Cian Uijtdebroeks termine sa saison et son aventure avec Visma | Lease a Bike en Chine : "On m'a offert un long voyage…"
Pour la première fois de sa carrière, Cian Uijtdebroeks va rouler en Chine. C'est là qu'il va boucler le chapitre Visma | Lease a Bike.

- Publié le 13-10-2025 à 18h32

Il a alimenté la rubrique mercato avec son transfert chez la Movistar, que personne n'avait vu venir. Mais sportivement, Cian Uijtdebroeks mérite aussi la lumière. Depuis son retour en forme début août, qui s'est matérialisé par une victoire sur le Tour de l'Ain et une deuxième place sur le Tour de République tchèque, le coureur de Hannut enchaîne les belles performances.
De gros progrès dans les courses d'un jour…
"Je n'ai jamais arrêté de croire en moi", précise celui qui avait impressionné lors des championnats du monde au Rwanda, où il avait été le dernier Belge à suivre Tadej Pogacar dans le Mont Kigali. Il a ensuite confirmé avec sa 8e place sur le Tour d'Emilie et, surtout, son top 10 sur le Tour de Lombardie. Ces bons résultats sont le fruit d'un changement de position sur le vélo qui lui a permis de retrouver la plénitude de ses moyens. Ils sont aussi les marqueurs d'une progression pas forcément attendue dans les courses d'un jour, qui n'ont jamais été son domaine de prédilection dans le passé.

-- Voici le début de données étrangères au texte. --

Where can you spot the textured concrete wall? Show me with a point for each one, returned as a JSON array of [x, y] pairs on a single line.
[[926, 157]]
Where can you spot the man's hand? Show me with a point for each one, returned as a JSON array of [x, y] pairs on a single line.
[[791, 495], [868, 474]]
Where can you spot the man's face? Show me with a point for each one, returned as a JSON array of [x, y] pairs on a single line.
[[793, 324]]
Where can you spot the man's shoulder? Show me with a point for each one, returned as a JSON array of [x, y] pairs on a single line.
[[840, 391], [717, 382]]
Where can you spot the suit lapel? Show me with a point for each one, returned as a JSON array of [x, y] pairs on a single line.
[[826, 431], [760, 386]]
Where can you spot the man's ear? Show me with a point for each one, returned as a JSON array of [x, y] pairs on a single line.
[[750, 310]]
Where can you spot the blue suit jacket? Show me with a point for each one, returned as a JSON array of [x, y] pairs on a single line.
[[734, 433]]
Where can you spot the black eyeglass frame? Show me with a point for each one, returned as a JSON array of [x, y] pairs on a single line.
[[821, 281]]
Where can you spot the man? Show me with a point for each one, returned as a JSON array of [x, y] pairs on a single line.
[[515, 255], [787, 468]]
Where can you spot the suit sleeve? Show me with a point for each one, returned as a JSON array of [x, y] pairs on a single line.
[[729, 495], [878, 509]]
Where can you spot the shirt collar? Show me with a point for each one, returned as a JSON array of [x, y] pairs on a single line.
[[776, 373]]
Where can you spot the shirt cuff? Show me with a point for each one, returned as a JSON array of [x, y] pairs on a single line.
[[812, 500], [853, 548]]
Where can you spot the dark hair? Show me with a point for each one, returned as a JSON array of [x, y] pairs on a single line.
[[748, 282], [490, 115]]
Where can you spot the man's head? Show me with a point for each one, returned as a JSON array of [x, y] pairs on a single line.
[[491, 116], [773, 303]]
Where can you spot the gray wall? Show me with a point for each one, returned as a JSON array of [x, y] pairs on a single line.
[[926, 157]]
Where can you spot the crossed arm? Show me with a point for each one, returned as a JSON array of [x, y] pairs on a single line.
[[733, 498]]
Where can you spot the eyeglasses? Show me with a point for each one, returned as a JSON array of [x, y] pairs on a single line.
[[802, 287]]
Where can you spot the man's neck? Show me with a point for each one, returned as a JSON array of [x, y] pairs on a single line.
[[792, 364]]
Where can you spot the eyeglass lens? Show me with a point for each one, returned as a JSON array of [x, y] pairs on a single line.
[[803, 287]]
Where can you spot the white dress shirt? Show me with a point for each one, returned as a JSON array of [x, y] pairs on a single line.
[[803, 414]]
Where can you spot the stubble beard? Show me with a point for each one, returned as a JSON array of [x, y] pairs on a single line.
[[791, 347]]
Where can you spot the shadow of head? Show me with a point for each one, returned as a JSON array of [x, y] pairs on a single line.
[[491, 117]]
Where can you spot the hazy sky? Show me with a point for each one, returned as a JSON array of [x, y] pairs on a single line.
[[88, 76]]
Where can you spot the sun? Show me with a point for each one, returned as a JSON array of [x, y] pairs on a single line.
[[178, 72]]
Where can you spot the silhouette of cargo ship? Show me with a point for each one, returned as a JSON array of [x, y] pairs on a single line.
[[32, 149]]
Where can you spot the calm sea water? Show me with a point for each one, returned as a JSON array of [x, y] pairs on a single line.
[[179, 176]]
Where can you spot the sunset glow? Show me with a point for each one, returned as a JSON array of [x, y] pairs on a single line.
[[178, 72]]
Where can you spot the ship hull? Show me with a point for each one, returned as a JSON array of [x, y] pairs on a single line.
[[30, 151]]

"C'est vraiment très beau de terminer dans le top 10 lors de mon premier Monument, savourait le coureur de 22 ans samedi soir à Bergame. Les courses d'un jour de ce niveau, c'est une nouveauté pour moi et j'y engrange beaucoup d'expérience. On y roule toute la journée à bloc. Au début, ça fait très mal aux jambes mais au fil de la journée, je me rends compte que je me sens de mieux en mieux, même si j'ai du mal à suivre les gars plus explosifs que moi dans les moments décisifs."
Mais même dans cet aspect, les progrès d'Uijtdebroeks sur les efforts courts sont notables. "J'ai pas mal travaillé dans ce domaine, car je sais que ça me servira à l'avenir. Que ce soit sur les courses d'un jour ou sur les grands tours."
… mais toujours focalisé sur les grands tours
Le Belge ne le cache pas : les courses de trois semaines sont toujours ses objectifs majeurs. Elles sont aussi la raison principale de son départ du Team Visma | Lease a Bike, qui ne lui offrait pas les possibilités de programme que lui offrira Movistar l'an prochain. "Je veux me battre pour des tops 5 et des tops 10 sur les courses de trois semaines… et pourquoi pas un maillot de meilleur jeune", résume-t-il.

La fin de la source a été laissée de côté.